When looking at the write penalty, the fully random IO pattern would mean that a RAID5 group would probably encounter a write penalty of 1:4, where a RAID10 group would only encounter a penalty of 1:2. This means you would require less disks to obtain the performance you need when comparing to RAID5.

Finally, disksize comes to mind. If the database is relatively small, RAID10 would propably be cheaper (!!) than RAID5. Why? Well, lets assume you use 15K SAS disks, which perform about 200 IOPS each, and your database requires 600 ROPS and 600 WOPS simultaneously, and is only 500Mbytes in size. You then would need:

RAID10 would need:

For performance: 600 ROPS / 200 = 3 spindles for reading, and 600 WOPS / 200 * 2 = 6 spindles for writing. This sums up to 3+6=9 so 10 disks in RAID10 would suffice. Using 146GB disks, you would get 5*146 GB = 730 GB, so this would suffice.

RAID5 would need:

For performance, 600 ROPS /200 = 3 spindles for reading, and 600 WOPS / 200 * 4 = 12 spindles for writing. This sums up to 3+12 = 15 spindles in total, so you’d require a (14+1) RAID5 set, which personally I would never do (rebuild time and impact!).

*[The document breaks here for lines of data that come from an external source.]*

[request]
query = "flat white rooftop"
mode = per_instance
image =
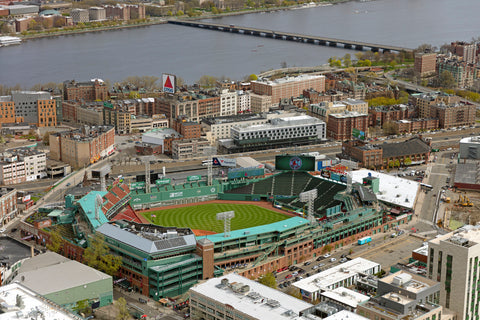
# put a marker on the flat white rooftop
(258, 307)
(346, 296)
(34, 304)
(289, 79)
(393, 190)
(345, 315)
(321, 281)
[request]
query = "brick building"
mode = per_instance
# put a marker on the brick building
(415, 125)
(340, 125)
(425, 64)
(423, 101)
(93, 90)
(453, 115)
(377, 116)
(288, 87)
(8, 205)
(83, 146)
(368, 155)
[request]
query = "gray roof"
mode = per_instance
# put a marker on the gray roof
(58, 276)
(405, 148)
(144, 244)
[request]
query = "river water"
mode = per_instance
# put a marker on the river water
(191, 52)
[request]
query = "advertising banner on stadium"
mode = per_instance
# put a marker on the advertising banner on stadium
(295, 163)
(224, 162)
(194, 178)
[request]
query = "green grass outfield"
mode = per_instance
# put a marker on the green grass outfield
(203, 216)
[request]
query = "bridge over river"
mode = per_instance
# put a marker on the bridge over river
(347, 44)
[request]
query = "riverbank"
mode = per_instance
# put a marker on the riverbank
(157, 20)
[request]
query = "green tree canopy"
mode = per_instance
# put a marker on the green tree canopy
(98, 256)
(268, 280)
(56, 242)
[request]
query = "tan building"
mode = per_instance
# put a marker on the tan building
(341, 125)
(456, 115)
(453, 262)
(94, 90)
(8, 205)
(260, 103)
(288, 87)
(425, 64)
(83, 146)
(189, 148)
(423, 101)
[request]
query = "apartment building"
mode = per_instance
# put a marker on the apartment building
(288, 87)
(340, 125)
(189, 148)
(454, 115)
(83, 146)
(34, 107)
(93, 90)
(12, 171)
(8, 205)
(425, 64)
(453, 261)
(243, 101)
(423, 101)
(228, 102)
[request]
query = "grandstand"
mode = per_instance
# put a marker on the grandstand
(285, 187)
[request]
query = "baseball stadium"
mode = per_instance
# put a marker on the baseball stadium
(170, 236)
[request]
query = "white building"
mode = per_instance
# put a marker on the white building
(228, 102)
(470, 148)
(453, 260)
(35, 163)
(288, 128)
(235, 297)
(343, 275)
(347, 298)
(35, 306)
(243, 101)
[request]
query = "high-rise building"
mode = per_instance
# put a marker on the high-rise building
(288, 87)
(425, 64)
(453, 260)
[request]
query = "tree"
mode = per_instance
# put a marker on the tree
(82, 306)
(347, 60)
(56, 242)
(294, 292)
(207, 81)
(268, 280)
(98, 256)
(121, 306)
(446, 79)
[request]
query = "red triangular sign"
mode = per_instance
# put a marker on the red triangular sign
(168, 84)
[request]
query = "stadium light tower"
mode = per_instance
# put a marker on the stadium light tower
(309, 197)
(226, 217)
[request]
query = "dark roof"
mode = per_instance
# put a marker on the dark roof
(365, 193)
(405, 148)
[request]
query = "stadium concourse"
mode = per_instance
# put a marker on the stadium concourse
(165, 261)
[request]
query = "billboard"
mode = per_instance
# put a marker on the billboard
(295, 163)
(168, 82)
(224, 162)
(162, 181)
(194, 178)
(358, 134)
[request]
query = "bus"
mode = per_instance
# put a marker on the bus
(364, 240)
(425, 186)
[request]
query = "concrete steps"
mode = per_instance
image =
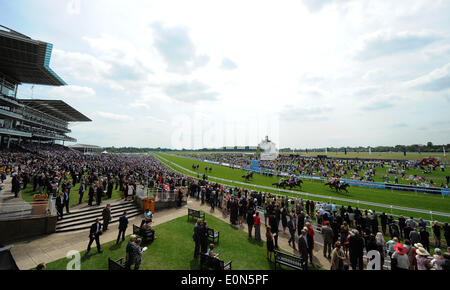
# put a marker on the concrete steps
(84, 218)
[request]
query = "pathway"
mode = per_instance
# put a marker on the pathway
(30, 252)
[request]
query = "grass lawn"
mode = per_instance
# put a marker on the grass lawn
(28, 193)
(399, 198)
(353, 204)
(174, 249)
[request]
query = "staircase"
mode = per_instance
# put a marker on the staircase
(83, 218)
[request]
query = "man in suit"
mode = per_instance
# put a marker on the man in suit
(303, 246)
(110, 188)
(94, 234)
(274, 227)
(197, 237)
(123, 224)
(106, 216)
(99, 193)
(250, 221)
(66, 199)
(60, 205)
(91, 194)
(356, 250)
(292, 229)
(327, 234)
(81, 190)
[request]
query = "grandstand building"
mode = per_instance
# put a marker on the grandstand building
(26, 61)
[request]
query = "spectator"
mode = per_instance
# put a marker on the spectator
(303, 246)
(414, 236)
(390, 245)
(269, 243)
(250, 221)
(425, 238)
(337, 257)
(257, 219)
(437, 260)
(356, 249)
(399, 260)
(123, 224)
(423, 259)
(130, 252)
(106, 214)
(437, 234)
(292, 229)
(138, 250)
(211, 251)
(328, 235)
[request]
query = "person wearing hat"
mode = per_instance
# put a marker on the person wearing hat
(423, 259)
(399, 259)
(337, 257)
(437, 234)
(437, 260)
(15, 184)
(446, 264)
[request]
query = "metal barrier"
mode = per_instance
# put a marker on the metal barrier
(21, 210)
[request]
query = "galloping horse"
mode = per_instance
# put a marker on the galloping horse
(338, 186)
(248, 176)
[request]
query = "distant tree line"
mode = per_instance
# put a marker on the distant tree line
(429, 147)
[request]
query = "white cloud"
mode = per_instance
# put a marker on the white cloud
(72, 92)
(436, 80)
(115, 117)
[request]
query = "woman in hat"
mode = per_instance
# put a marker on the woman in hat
(437, 260)
(437, 234)
(423, 259)
(269, 243)
(399, 260)
(337, 257)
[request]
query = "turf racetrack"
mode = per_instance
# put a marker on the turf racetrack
(174, 249)
(405, 199)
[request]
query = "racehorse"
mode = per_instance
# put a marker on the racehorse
(338, 186)
(248, 176)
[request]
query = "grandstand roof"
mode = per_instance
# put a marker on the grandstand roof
(24, 60)
(85, 146)
(56, 108)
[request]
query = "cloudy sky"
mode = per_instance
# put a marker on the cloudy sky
(194, 74)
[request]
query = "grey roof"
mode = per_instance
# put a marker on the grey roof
(25, 60)
(56, 108)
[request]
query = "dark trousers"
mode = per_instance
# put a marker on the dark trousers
(310, 254)
(197, 249)
(204, 245)
(292, 239)
(97, 242)
(327, 248)
(105, 224)
(356, 261)
(66, 203)
(59, 210)
(121, 232)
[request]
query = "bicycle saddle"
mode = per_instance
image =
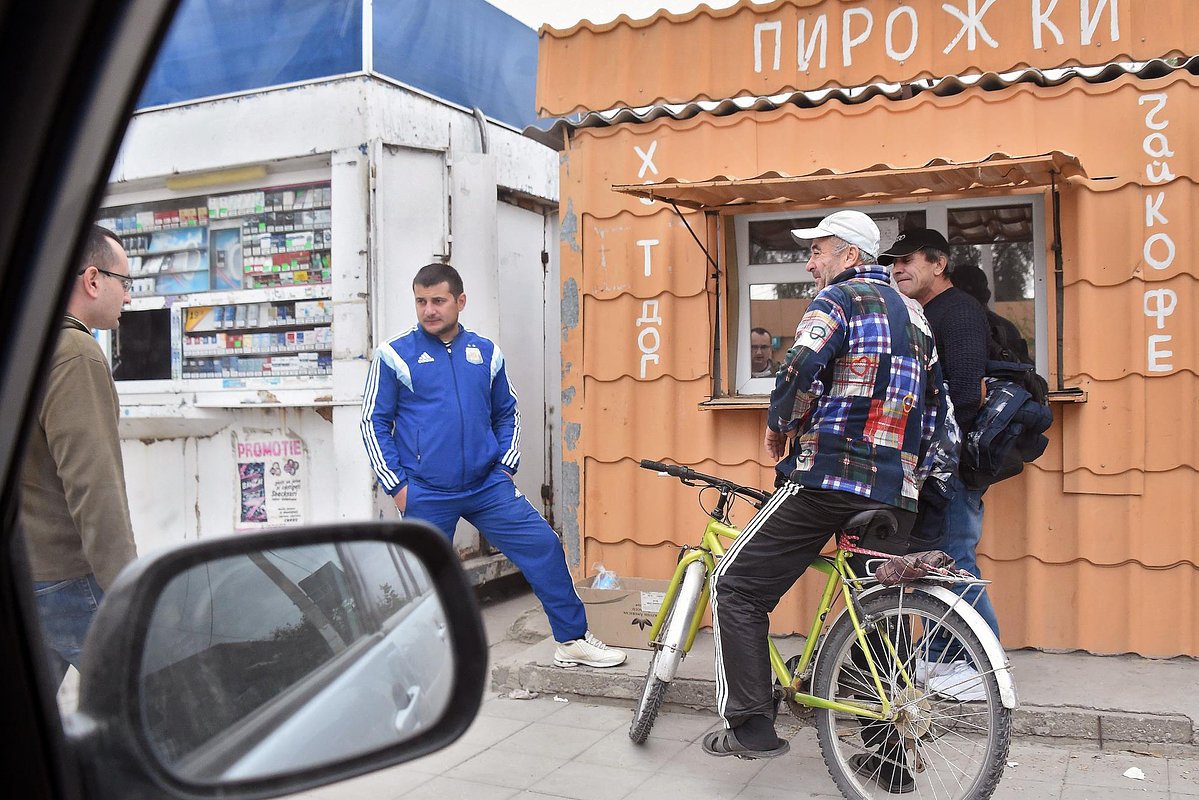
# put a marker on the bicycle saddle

So in this example, RAID10 would actually save you 5 disks (and gain a much better rebuild time with much less impact). RAID10 would be THE way to go here.

Example two: sequential writing video application

In example two, we have a video application which needs to stream a lot of data to a raid group. Again we reserve a set of disks for this application (so the stream will remain purely sequential). Lets say we need to save a stream of 100MB/sec to 7200rpm SATA spindles, 100% writes in blocks of 1Mbyte (larger blocks help of course in a sequential write scenario)

As we have seen, RAID5 can be very effective when writing full stripes. So if we create a RAID5 array out of (4+1) disks, and we make the segment size 1Mbyte/4 = 256Kbytes, each WOP from the video app would exactly fill up one entire stripe. At 100MB/sec, each disk would have to write at 25MB/sec, and the fifth disk would perform at 25MB/sec as well. Because we need to write 100MB every second, we would require 100 IOPS (given that the blocksize is 1MB). Write penalty of a (4+1) RAID5 is 1:(5/4), or 1:1.25 would give us the requirement of 100 * 1.25 = 125 WOPS.

so each disk would have to perform: 125 / 4 = 31,25 IOPS and 100/4 = 25MB/sec. This is something a 7200rpm SATA drive should be able to support. Because we are using RAID5 in this example, we would end up with 5 drives. If we used 1TB SATA drives, we would have 4TB of net storage.


From the previous part and this part it becomes clear, that there is never a “best” solution given all environments. Sometimes RAID5 is better because you end up with more storage space than when you’d be using RAID10, sometimes RAID10 is better for its simple and relatively low write penalty for random IO loads.

Some things to consider in ANY case, is the segment size and the RAID type you choose for your storage. Also, never forget the impact of a rebuild in case of a disk failure. Especially the larger stripes in RAID5 can have enormous rebuild times (several days is no exception). During these rebuilds there is a significant impact on performance. Even though most SAN vendors allow you to prioritize your reguilar data flow and the rebuild priority, but this still leaves you with a problem: a short rebuild time with heavy user-impact, or a very low priority rebuild that does not impact users  too much but leaves you with a rebuild going on for days. Do not forget, that within a RAID5 group disks are often the same make and model, and they are all just as old. This creates a serious threat, when you combine it with the heavier load during a rebuild: Changes are, you loose a second disk during rebuild which will basically destroy all your data on the raid group.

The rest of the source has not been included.